反正就这么让元歪脖躲过一劫。那天他在外面躲了将近两小时才顶着一头杂草回来,也不知钻了什么地方。那会儿元木已经回刀削面馆了,这副狼狈的模样是元歪脖自己从镜子里看到的。

说实话也该感谢赵方子他们找上门,毕竟元歪脖明显急起来,在本上写几个人名和电话号,其余时间就是忙着用半个巴掌大的小手机联络人。有次元木听到了,他是准备回老家小凌河那儿找个活干。正好,他趁早走,娘仨早安生。

而且不仅是元歪脖准备走,元木的学校也该开学了。他们班长在□□群里发消息,显然班上没几个人能随时上网,只好再打电话通知一遍。班长家是开电话营业厅的,月租卡没几块钱。不过相比之下,总有打不起那么多电话的人,比如自行车棚跟前那栋楼就住着一个,和元木是小学同班同学,到高中在隔壁班。那人也是班长,没元木他班班长的条件还想省钱,就得多跑跑腿。住得近得通知一遍,住得远的再打电话。打过去看着秒数,争取一分钟内说完。

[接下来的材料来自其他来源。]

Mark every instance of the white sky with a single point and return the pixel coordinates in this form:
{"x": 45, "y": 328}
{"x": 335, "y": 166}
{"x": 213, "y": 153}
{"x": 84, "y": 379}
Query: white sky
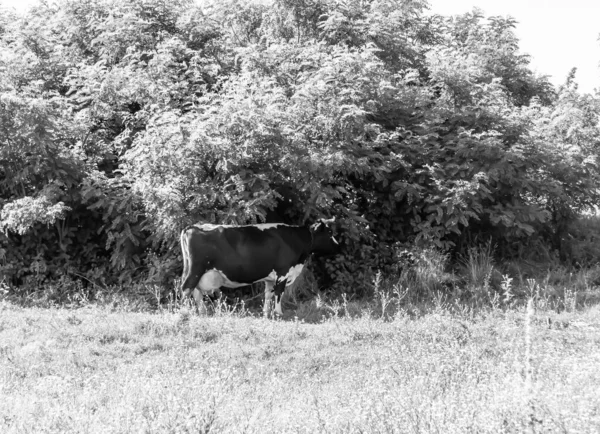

元木是在刀削面干兼职的最后一天遇上的他。上午的日头暖洋洋的,两人见面第一句就是要开学了。元木说我知道,我班班长打电话通知了。对面人叫何智,小名何大平。何大平说我也知道,我是打电话通知的那个。于是两人站在几条巷子的交汇处嘿嘿笑了几声,虽然旁边是个垃圾站。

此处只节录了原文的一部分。